One organization devoted to researching the issue of how family support--or the lack of it--impacts GLBT youth is the Family Acceptance Project.
"Our team is putting research into practice by developing the first evidence-based family model of wellness, prevention and care to strengthen families and promote positive development and healthy futures for LGBT children and youth," text at the group’s website says. "Once developed, we will disseminate our model across the U.S. and to groups we work with in other countries."
The site’s text also noted that the Family Acceptance Project "is the only community research, intervention, education and policy initiative that works to decrease major health and related risks for lesbian, gay, bisexual and transgender (LGBT) youth, such as suicide, substance abuse, HIV and homelessness--in the context of their families.
"We use a research-based, culturally grounded approach to help ethnically, socially and religiously diverse families decrease rejection and increase support for their LGBT children," the text adds.
One early research paper, published in November of 2010, documented a "direct link between school victimization of gender-nonconforming LGBT youth with depression and quality of life in adulthood"--that is to say, a correlation between GLBT youths who are bullied at school and sexual minorities who suffer later in life.
Other studies documented how family acceptance and support acts as to shield gay kids from problems such as substance abuse--whereas family rejection leaves youths especially vulnerable to problems such as alcoholism and drug abuse.
The group’s director, Caitlan Ryan, told the Longmont Times-Call that GLBT youths who experience familial rejection are as much as eight times more likely to engage in suicidal behavior as kids who are embraced by their families.
Rejected kids are also much more prone to depression and risky behavior that can increase their chances of contracting HIV or suffering other health consequences.
"Society has become very polarized around issues like this.
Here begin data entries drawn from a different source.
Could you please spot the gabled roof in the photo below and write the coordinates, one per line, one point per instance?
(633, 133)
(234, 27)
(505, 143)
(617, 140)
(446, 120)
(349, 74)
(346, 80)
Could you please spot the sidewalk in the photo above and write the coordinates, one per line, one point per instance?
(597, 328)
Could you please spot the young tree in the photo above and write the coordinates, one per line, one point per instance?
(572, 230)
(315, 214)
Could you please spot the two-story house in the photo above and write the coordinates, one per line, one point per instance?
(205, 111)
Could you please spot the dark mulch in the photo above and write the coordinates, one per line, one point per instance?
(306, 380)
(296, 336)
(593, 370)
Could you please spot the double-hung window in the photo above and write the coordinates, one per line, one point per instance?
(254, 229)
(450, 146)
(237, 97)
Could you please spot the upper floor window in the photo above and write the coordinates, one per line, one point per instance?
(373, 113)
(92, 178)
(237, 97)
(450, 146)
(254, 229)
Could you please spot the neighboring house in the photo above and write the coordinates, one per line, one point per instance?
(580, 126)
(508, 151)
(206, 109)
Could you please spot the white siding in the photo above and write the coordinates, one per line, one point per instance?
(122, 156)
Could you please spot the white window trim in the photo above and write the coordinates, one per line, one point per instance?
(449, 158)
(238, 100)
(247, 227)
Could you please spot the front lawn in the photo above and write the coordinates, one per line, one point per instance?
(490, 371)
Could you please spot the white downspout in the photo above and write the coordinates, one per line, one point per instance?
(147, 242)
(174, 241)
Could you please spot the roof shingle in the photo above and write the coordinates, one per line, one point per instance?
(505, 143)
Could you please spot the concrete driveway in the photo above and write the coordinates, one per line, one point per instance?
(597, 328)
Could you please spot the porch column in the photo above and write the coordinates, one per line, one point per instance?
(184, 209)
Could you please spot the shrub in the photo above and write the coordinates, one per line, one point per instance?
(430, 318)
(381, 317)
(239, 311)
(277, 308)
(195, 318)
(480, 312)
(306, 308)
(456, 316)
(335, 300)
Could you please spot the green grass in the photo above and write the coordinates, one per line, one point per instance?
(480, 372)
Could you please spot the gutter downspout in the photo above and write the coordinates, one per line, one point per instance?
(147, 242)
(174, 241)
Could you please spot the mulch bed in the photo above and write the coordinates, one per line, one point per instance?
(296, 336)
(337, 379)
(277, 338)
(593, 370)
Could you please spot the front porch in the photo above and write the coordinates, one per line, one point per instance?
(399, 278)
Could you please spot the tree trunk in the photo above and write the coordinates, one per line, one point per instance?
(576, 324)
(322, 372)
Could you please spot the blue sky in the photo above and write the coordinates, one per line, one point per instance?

But we’re just really trying to help families help their child by understanding how much their behaviors matter," Ryan told the newspaper.
Neurological research has shown that the developing brains of children and teens can be affected by traumatic experiences of abuse and rejection. Sexually and physically abused children exhibit many of the same physical and emotional health issues as bullied kids do. Traumatized children and teens can grow into adults afflicted by depression and substance abuse problems.
Familial rejection--which can include bullying and abusive behavior toward a gay or transgender child--is just as damaging, the group’s research indicates.
The research suggests an answer for parents who wonder what they did wrong when their son or daughter comes out as gay: nothing. Not yet, anyway. But what they do next--in response to the news--is crucial for a child’s long-term well-being.